Quarterly Revenue Growth, Sequential

Fiscal Year 1 2 3 4
2022 11.38% 9.15% 17.45%
2023 -6.31% 9.20% 10.41% 4.48%
2024 6.62% 9.41% 7.97% 5.67%
2025 4.95% 10.75% 6.30% 12.11%
35 Likes

AXON is a great company but I haven’t owned for a long time due to it’s high valuation, not sure what it looks like after earnings. NTM EV EBITDA is 44 vs two year fwd ebidta cagr of 30% for a ratio of 1.47. (for example, IREN ratio is .07, crdo is .14) NTM PE of 59 vs fwd 2 yr eps cagr of 22% looks even worse.

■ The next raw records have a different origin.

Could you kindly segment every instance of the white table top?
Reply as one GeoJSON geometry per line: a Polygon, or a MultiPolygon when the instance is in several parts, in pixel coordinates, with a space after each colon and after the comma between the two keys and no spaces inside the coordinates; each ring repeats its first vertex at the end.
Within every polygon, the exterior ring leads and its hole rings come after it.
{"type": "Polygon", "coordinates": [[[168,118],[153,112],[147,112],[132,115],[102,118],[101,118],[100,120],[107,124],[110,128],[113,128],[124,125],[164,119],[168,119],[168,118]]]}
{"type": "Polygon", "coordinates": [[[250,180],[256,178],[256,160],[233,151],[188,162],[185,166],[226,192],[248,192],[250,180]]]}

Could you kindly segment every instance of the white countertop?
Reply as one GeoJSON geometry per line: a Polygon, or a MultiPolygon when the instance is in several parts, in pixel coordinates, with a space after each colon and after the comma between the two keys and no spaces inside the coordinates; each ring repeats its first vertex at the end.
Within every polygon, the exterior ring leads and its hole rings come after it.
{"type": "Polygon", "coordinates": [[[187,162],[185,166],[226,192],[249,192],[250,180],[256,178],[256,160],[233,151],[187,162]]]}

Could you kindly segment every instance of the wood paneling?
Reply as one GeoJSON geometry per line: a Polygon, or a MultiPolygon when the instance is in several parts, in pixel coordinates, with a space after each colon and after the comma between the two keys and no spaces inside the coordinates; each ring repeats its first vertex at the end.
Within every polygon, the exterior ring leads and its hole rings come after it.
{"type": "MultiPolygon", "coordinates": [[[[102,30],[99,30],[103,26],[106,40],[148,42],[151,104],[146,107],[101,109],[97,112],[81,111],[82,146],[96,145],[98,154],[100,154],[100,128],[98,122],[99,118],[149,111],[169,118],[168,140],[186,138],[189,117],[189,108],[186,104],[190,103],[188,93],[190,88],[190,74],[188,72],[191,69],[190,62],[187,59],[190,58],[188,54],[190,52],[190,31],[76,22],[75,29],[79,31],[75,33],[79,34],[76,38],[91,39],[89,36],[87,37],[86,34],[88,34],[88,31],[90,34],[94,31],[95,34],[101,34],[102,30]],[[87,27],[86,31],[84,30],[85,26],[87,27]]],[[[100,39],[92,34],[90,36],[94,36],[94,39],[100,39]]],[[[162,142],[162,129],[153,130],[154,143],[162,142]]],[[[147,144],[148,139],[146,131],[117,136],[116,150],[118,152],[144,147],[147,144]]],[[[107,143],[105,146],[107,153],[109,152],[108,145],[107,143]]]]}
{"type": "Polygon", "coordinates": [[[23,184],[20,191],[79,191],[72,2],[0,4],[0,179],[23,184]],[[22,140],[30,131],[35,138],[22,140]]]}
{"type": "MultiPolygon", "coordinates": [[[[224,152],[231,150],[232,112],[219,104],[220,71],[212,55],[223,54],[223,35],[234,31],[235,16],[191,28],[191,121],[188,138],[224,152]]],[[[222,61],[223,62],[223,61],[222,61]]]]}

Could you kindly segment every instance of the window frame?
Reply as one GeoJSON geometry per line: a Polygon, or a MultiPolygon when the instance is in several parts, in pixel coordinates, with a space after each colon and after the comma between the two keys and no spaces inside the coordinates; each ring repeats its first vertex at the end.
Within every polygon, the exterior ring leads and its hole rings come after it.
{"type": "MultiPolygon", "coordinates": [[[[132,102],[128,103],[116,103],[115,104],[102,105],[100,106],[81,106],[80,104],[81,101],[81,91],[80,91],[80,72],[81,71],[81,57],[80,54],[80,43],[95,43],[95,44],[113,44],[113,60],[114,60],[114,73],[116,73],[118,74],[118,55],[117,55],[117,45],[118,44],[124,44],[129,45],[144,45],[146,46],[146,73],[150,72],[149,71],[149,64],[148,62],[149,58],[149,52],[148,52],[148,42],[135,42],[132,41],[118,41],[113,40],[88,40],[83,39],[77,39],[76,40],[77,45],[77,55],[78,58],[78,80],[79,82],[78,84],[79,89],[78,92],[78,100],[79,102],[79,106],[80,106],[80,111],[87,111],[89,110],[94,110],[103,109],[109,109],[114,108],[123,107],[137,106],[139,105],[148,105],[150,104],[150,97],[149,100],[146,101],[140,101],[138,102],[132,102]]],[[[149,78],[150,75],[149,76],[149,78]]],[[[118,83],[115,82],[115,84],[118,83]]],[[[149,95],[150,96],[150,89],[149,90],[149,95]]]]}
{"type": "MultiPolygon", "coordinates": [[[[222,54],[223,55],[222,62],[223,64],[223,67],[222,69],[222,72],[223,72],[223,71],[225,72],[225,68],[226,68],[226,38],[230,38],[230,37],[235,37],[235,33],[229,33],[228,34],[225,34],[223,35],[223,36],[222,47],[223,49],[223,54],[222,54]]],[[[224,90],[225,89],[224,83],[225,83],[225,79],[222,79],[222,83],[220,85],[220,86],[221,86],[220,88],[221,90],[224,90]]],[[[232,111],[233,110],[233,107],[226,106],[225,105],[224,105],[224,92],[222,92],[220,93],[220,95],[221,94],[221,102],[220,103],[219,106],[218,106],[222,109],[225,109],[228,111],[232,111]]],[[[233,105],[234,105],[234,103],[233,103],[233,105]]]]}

There is no margin of safety here and at this valuation, it’s a ripe candidate to drop 50% on a downturn.

7 Likes

I agree with Jeff, but I do hold a 7.6% allocation, and I do love the business. Yeah it’s expensive, and I am also concerned about the overly generous stock compensation that management gives itself. Without the stock based compensation, I would be more of a buyer. While I am happy with the results, I will continue to sit on my hands.

Best,

bulwnkl

10 Likes

While I don’t disagree, I do suggest caution with simple comparisons like these. A lot of important context can be hidden. I agree AXON does not have the cheapest valuation. Yet if I had only invested in companies meeting your criteria, I am fairly certain I would have missed out on many of my best investments. An old post of Saul’s that is worth a read, from a time when EV/S was a big conversation: How I Pick a Company to Invest In .

I do sometimes glance briefly at these types of relative valuations between my companies, mostly to determine general trends and exit strategies. Or to decide if a company is a good fit for option trading. I then dive in to more important details.